The Poisson-binomial distribution

0

The Poisson-binomial distribution is a generalization of the binomial distribution.

  • For the binomial distribution, you carry out N independent and identical Bernoulli trials. Each trial has a probability, p, of success. The total number of successes, which can be between 0 and N, is a binomial random variable. The distribution of that random variable is the binomial distribution.
  • The Poisson-binomial distribution is similar, but the probability of success can vary among the Bernoulli trials. That is, you carry out N independent but not identical Bernoulli trials. The j_th trial has a probability, pj, of success. The total number of successes, which can be between 0 and N, is a random variable. The distribution of that random variable is the Poisson-binomial distribution.
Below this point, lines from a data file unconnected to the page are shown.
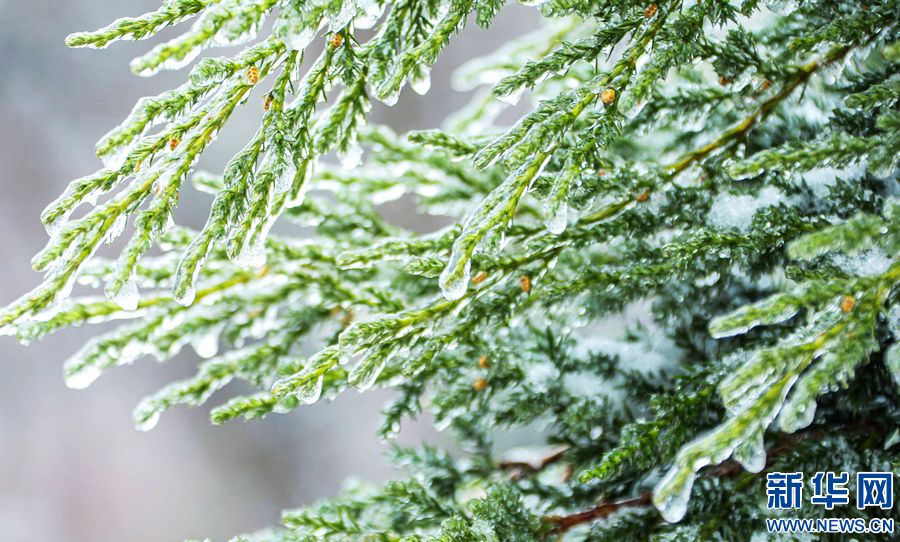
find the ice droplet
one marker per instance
(751, 454)
(310, 391)
(185, 295)
(252, 255)
(128, 296)
(390, 98)
(82, 377)
(557, 219)
(671, 495)
(115, 159)
(146, 416)
(206, 345)
(352, 156)
(421, 82)
(454, 286)
(116, 229)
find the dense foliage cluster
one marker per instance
(731, 165)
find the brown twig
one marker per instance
(562, 524)
(519, 469)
This article shows how to generate a random sample from the Poisson-binomial distribution in SAS. Simulating a random sample is a great way to begin exploring a new distribution because the empirical density and empirical cumulative distribution enable you to see the shape of the distribution and how it depends on parameters.

Generate a random binomial sample

Before looking at the Poisson-binomial distribution, let's review the more familiar binomial distribution. The binomial distribution has two parameters: the probability of success (p) and the number of Bernoulli trials (N). The output from a binomial distribution is a random variable, k. The random variable is an integer between 0 and N and represents the number of successes among the N Bernoulli trials. If you perform many draws from the binomial distribution, the sample will look similar to the underlying probability distribution, which has mean N*p and variance N*p*(1-p).

SAS supports sampling from the binomial distribution by using the RAND function. The following SAS DATA step generates a random sample of 1,000 observations from the binomial distribution and plots the distribution of the sample:

/* Generate a random sample from the binomial distribution */
/* The Easy Way: call rand("Binom", p, N) */
%let m = 1000;              /* number of obs in random sample */
data BinomSample;
call streaminit(123);
p = 0.8; N = 10;            /* p = prob of success; N = num trials */
label k="Number of Successes";
do i = 1 to &m;
   k = rand("Binom", p, N); /* k = number of successes in N trials */
   output;
end;
keep i k;
run;
 
title "Binomial Sample";
footnote J=L "Sample Size = &m";
proc sgplot data=BinomSample;
   vbar k;
   yaxis grid;
run;
A random sample from the binomial distribution

This is the standard way to generate a random sample from the binomial distribution. In fact, with appropriate modifications, this program shows the standard way to simulate a random sample of size m from ANY of the built-in probability distributions in SAS.

Another way to simulate binomial data

Let's pretend for a moment that SAS does not support the binomial distribution. You could still simulate binomial data by making N calls to the Bernoulli distribution and counting the number of successes. The following program generates a binomial random variable by summing the results of N Bernoulli random variables:

/* The Alternative Way: Make N calls to rand("Bernoulli", p) */
data BinomSample2(keep=i k);
call streaminit(123);
p = 0.8; N = 10;
label k="Number of Successes";
do i = 1 to &m;
   k = 0;                            /* initialize k=0 */
   do j = 1 to N;                    /* sum of N Bernoulli variables */
      k = k + rand("Bernoulli", p);  /* every trial has the same probability, p */
   end;
   output;
end;
run;

The output data set is also a valid sample from the Binom(p, N) distribution. The program shows that you can replace the single call to RAND("Binom",p,N) with N calls to RAND("Bernoulli",p). You then must add up all the binary (0 or 1) random variables from the Bernoulli distribution.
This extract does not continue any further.